On the other hand, being a perfectionist about your orthodontic marketing programs, especially a website… is something you simply CANNOT afford to do. It could takes months, maybe over a year to get it completed to your satisfaction and up on the Internet. If you are guilty of this, stop RIGHT NOW. I mean it! Put up your right hand and repeat after me, “I do solemnly swear to never again spend hours polishing up my new marketing programs, website content, or Internet video promotion to a perfection level. Starting now.”
It may seem odd that I would actually discuss the virtues of creating imperfect orthodontic marketing programs. But think about it — why do people want to read your website? Is is for the amazing grammatical prowess it demonstrates on every conceivable subject in orthodontics? No. It’s for the orthodontic content they can easily find on page one of Google when looking for an orthodontic treatment provider.

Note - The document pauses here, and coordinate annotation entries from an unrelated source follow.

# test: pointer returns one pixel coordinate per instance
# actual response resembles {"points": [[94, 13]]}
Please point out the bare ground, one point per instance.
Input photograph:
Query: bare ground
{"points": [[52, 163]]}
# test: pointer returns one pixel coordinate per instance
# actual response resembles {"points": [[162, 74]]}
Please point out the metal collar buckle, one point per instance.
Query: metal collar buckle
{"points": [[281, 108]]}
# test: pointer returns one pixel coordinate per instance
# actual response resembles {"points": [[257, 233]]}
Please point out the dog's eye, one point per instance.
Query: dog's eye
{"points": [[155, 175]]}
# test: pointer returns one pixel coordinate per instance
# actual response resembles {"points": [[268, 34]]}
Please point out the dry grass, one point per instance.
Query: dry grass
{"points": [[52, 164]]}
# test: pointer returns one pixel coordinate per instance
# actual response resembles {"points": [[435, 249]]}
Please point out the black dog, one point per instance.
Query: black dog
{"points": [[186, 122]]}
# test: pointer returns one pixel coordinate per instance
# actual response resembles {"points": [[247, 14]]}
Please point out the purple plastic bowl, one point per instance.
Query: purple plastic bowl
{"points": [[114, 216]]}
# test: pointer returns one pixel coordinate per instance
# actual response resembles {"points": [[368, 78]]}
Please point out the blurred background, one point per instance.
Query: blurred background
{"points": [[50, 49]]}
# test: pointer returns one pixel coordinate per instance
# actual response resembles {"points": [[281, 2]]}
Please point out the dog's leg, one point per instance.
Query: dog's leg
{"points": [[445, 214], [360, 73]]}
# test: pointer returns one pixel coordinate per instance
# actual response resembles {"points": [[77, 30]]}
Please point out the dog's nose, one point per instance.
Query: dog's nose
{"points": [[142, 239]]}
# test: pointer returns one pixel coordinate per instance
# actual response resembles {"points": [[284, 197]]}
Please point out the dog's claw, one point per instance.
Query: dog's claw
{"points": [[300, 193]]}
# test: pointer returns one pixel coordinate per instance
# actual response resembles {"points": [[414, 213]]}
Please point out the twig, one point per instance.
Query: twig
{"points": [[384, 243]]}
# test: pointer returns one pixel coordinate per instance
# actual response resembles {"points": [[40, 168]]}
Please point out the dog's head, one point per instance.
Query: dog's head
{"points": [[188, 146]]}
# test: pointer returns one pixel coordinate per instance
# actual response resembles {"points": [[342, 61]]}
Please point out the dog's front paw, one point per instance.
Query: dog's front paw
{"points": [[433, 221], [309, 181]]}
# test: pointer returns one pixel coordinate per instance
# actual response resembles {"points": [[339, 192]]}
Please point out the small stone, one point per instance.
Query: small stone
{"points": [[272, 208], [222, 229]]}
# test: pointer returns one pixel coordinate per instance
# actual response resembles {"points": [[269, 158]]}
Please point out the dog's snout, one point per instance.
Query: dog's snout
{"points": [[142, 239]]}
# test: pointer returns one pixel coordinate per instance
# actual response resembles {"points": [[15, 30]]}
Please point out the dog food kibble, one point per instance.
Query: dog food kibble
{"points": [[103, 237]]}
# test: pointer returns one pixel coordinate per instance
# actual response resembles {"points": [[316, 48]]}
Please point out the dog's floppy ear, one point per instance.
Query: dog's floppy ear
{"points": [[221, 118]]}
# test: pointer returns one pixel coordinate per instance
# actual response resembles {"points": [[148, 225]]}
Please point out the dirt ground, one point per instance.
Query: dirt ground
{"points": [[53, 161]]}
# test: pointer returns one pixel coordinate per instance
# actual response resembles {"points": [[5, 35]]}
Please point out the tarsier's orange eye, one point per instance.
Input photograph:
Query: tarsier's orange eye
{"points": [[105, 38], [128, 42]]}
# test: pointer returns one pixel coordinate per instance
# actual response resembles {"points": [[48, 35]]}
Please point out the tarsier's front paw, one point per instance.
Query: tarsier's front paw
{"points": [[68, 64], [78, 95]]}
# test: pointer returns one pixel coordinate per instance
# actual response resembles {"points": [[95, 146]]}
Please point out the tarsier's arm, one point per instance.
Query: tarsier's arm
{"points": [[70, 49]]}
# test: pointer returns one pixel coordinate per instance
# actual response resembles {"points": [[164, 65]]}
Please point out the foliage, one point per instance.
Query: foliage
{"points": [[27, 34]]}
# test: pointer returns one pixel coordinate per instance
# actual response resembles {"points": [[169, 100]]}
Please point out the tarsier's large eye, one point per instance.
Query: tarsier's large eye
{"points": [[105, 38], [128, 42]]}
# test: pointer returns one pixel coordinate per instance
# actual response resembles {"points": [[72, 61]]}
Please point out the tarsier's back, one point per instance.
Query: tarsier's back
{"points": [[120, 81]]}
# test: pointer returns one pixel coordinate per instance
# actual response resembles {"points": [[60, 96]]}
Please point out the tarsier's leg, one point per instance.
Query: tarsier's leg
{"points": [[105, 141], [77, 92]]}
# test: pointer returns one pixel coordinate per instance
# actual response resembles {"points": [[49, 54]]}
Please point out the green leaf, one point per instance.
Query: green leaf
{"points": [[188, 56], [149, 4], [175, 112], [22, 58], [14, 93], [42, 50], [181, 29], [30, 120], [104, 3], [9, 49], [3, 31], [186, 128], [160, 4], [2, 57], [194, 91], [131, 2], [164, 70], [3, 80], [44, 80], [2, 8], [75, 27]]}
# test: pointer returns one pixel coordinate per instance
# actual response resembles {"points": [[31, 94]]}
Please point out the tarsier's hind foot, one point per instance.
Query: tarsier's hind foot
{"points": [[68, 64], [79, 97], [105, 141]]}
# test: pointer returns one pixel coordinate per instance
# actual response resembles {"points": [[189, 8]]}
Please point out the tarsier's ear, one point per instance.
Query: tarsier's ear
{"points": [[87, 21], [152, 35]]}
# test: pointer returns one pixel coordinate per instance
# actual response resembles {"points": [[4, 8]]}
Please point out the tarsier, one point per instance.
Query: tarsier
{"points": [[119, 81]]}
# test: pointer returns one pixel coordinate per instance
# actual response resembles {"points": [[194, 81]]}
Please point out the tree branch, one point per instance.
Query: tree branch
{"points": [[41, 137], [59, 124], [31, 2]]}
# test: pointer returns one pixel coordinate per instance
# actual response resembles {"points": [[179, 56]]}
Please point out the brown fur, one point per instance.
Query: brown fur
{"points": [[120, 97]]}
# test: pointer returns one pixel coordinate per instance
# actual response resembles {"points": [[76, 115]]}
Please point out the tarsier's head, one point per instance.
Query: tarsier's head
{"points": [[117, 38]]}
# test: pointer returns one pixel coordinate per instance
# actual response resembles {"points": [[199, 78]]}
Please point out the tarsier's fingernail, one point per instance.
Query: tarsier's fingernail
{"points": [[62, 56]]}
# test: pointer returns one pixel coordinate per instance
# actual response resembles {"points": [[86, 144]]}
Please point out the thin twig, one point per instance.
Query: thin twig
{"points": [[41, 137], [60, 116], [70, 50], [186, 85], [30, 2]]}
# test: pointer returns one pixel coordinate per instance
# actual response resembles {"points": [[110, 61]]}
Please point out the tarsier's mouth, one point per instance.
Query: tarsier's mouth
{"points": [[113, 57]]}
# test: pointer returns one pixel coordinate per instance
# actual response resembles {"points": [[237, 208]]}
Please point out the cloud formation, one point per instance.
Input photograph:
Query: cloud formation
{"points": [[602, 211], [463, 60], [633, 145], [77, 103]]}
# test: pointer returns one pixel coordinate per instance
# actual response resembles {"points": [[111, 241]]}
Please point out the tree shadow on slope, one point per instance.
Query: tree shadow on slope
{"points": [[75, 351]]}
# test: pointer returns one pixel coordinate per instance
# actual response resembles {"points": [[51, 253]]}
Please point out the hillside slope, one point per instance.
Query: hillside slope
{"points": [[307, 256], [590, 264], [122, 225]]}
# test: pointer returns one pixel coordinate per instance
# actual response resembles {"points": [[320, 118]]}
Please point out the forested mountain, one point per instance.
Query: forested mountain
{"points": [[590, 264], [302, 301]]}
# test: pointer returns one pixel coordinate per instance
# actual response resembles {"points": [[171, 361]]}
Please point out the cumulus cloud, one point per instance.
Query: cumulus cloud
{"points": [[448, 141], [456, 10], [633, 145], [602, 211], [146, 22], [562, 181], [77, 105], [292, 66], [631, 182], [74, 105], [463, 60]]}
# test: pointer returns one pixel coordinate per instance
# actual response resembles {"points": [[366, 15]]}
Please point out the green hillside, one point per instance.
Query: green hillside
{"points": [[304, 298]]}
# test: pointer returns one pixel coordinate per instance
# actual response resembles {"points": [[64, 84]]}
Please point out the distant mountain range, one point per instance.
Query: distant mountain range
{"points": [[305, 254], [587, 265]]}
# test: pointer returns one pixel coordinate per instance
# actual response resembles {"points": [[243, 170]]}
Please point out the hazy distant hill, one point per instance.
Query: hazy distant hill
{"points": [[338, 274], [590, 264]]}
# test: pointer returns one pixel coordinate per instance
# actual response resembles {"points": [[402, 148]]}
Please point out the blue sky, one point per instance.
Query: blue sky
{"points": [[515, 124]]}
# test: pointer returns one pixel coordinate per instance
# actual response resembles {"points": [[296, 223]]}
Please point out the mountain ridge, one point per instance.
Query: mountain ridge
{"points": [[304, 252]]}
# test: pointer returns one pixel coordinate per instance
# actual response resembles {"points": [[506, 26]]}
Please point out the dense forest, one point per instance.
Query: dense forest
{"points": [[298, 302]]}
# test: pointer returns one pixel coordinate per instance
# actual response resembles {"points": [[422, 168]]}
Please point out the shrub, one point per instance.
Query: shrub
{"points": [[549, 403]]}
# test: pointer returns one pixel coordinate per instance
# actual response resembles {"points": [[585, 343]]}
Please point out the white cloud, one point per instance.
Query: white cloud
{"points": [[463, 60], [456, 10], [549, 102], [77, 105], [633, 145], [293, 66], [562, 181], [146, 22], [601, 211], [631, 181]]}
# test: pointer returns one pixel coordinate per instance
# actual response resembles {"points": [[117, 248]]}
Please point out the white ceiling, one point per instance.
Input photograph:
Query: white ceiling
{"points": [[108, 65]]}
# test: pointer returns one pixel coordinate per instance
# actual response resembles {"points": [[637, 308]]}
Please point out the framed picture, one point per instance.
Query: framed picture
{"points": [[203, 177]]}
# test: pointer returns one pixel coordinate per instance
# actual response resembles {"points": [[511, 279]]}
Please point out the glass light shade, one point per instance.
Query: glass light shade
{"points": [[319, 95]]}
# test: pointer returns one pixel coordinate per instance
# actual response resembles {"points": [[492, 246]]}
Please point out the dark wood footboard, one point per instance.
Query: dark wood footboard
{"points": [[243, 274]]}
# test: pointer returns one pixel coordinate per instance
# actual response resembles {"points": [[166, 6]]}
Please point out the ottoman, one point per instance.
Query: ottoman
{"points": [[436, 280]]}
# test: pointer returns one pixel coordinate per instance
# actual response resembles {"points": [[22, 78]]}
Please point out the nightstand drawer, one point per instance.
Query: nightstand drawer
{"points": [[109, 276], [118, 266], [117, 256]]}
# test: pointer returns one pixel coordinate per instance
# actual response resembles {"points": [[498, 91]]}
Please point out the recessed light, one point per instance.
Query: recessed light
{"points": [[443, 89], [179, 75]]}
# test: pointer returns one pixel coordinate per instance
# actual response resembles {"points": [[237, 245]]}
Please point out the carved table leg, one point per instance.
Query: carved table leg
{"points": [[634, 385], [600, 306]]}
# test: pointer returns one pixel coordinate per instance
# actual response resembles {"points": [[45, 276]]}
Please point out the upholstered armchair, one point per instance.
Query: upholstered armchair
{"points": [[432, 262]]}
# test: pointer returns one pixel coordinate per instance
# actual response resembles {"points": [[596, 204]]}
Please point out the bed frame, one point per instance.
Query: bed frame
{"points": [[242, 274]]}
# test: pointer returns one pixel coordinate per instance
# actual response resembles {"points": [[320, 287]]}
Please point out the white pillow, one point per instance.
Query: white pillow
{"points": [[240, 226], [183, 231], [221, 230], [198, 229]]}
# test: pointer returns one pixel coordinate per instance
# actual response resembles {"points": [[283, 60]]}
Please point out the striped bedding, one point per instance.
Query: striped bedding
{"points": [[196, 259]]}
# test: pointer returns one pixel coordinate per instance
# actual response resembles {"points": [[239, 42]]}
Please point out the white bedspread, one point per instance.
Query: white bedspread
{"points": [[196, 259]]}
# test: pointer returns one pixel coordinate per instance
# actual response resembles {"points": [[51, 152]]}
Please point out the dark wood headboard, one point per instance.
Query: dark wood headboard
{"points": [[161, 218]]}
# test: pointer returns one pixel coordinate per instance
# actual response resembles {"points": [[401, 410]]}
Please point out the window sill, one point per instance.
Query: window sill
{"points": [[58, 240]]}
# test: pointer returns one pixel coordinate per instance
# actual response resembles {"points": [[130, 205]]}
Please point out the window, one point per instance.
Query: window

• The sooner you content is online, the more readership you’re going to attract
• The more readership you attract, the more exposure you receive
• The more exposure you receive, the more traffic to your website
• The more traffic to your website, the more new patient appointments your schedule;
• The more new patient calls you schedule, the more new patient starts you convert to increase production
What do you think? Are you guilty of being a perfectionist who slows down the orthodontic marketing momentum of your practice?
What has perfectionism cost you in terms of lost exposure, lost opportunities, and increase revenue?
Sometimes we are our own worst enemies. It is OK to fail forward in your orthodontic marketing when building your practice. This is how we learn, grow, and build the business of our dreams. If a program doesn’t work, get rid of it… if it needs improvement polish it up. In many cases new patients won’t even know the difference when all is said and done.
Just get yourself out there as fast as you can and stay ahead of your competition during these tough economic times.